BFMTV

Colombie: trois morts dans un attentat contre un poste de police

Un policier colombien - Image d'illustration

Un policier colombien - Image d'illustration - Rodrigo Arangua - AFP

Sur les réseaux sociaux, le président Ivan Duque a dénoncé un "lâche attentat terroriste."

Recrudescence de violences en Colombie où, ce vendredi soir, trois policiers ont été tués et sept autres blessés lors d'un attentat avec des bonbonnes de gaz contre un commissariat à Santander de Quilichao, dans le département agité du Cauca danssud-ouest du pays, a-t-on appris auprès de la municipalité.

"Il y a eu un attentat contre le poste de police avec des bonbonnes, qui a malheureusement fait trois morts et sept blessés", dont deux graves, a déclaré à l'AFP le secrétaire de la mairie, Jaime Asprilla.

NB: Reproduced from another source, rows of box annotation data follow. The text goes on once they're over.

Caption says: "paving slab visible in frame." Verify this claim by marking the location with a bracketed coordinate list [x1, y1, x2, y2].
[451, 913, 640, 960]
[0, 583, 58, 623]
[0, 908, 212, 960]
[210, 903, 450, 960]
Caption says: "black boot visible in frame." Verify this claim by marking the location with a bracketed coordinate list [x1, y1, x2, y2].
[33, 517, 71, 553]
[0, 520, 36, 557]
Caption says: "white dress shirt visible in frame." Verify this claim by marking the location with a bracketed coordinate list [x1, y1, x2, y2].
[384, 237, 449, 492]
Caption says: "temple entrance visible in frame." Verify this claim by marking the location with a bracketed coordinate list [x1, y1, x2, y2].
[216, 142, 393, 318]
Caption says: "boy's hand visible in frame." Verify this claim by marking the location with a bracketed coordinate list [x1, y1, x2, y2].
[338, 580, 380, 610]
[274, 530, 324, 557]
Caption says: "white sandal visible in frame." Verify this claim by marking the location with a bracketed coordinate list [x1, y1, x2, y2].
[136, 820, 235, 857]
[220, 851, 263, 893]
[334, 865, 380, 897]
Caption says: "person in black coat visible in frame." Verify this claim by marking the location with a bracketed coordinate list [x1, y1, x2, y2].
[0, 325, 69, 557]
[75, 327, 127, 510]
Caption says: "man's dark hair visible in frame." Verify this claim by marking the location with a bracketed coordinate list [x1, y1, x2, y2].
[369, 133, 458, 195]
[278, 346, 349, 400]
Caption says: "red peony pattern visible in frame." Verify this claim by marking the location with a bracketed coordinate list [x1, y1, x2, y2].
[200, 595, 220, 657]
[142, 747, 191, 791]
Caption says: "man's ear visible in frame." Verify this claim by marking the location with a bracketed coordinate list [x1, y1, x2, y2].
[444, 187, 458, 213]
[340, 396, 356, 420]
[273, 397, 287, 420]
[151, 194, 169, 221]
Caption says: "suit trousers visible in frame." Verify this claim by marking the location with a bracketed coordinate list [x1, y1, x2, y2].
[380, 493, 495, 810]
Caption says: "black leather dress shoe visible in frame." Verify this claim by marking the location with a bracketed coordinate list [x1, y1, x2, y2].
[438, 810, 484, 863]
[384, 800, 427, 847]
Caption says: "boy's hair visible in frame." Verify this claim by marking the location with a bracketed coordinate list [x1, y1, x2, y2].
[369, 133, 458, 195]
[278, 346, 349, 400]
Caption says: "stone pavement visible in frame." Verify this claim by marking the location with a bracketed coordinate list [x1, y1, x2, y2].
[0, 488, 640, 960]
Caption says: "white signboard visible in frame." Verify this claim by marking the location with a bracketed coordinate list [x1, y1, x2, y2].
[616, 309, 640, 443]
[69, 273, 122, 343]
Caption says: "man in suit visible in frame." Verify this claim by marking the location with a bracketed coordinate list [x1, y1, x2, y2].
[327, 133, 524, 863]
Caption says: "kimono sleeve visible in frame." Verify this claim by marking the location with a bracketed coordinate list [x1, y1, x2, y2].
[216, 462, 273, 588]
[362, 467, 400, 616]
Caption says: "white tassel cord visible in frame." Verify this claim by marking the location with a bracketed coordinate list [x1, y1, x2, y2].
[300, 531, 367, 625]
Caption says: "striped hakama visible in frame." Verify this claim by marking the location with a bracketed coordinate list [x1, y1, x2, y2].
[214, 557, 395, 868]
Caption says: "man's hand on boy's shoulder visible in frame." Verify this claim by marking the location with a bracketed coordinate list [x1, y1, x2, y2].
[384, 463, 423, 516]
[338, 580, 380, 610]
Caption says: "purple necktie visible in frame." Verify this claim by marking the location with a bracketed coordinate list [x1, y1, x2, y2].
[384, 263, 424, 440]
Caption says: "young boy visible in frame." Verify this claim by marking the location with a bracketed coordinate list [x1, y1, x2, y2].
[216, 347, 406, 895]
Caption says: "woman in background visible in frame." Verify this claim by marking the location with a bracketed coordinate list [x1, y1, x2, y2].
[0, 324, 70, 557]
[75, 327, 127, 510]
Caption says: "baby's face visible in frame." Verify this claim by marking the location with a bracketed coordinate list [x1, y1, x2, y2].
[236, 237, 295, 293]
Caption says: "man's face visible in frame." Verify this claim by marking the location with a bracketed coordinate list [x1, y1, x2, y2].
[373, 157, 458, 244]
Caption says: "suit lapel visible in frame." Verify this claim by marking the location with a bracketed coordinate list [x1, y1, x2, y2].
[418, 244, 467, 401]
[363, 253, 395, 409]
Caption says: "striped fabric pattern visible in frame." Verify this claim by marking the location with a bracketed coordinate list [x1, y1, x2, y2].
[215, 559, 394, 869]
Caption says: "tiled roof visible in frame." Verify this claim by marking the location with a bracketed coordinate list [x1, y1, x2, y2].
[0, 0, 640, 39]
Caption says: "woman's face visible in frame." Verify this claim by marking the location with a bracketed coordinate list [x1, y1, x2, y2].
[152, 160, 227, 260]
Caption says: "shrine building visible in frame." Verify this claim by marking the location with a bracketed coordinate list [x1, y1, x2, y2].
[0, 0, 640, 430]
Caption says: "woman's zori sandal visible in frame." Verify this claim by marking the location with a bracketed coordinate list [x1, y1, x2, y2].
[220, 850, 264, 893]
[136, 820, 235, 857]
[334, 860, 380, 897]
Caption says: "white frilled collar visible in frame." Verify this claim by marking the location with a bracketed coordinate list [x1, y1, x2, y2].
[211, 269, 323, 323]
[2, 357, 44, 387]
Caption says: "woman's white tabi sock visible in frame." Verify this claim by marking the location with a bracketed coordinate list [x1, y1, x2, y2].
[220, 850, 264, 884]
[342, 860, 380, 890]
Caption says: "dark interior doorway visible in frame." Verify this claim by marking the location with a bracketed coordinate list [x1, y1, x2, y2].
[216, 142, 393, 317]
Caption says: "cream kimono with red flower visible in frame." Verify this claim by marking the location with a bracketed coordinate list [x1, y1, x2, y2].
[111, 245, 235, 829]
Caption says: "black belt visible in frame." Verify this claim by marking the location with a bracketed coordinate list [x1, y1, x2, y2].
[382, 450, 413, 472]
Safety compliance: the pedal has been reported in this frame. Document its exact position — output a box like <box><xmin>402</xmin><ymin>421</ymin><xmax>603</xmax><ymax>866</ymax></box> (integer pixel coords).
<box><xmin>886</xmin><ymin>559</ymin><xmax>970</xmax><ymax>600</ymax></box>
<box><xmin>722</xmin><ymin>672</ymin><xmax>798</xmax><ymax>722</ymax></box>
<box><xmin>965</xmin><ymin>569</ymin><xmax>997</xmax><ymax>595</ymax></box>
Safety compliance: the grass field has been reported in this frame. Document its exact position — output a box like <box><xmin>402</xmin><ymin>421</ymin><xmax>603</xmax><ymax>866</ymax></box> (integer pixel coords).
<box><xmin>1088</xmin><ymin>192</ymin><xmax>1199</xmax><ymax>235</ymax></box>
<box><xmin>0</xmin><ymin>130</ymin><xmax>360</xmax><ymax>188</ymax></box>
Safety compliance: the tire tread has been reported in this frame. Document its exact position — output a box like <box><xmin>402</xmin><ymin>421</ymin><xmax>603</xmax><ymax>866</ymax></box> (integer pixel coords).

Le fonctionnaire municipal a écarté que l'hypothèse que cette attaque, survenue vers 21h heure locale (02h GMT), ait un lien avec l'actuel mouvement de protestation contre le président Ivan Duque.

Il l'a attribuée aux groupes armés qui opèrent dans le Cauca, région stratégique du trafic de marijuana ainsi que de cocaïne, dont la Colombie est le premier producteur mondial.

"C'est un attentat de groupes organisés qui ont des moyens et qui sont liés au thème de la drogue", a-t-il déclaré.

L'ombre des Farc?

Le chef de l'Etat a condamné sur Twitter ce "lâche attentat terroriste", en ordonnant à "la force publique d'identifier les responsables" et en exprimant sa solidarité envers les "proches de ces héros".

Le ministre de la Défense, Carlos Holmes Trujillo, a pour sa part déclaré que l'explosion avait endommagé des habitations avoisinantes, où résident des civils.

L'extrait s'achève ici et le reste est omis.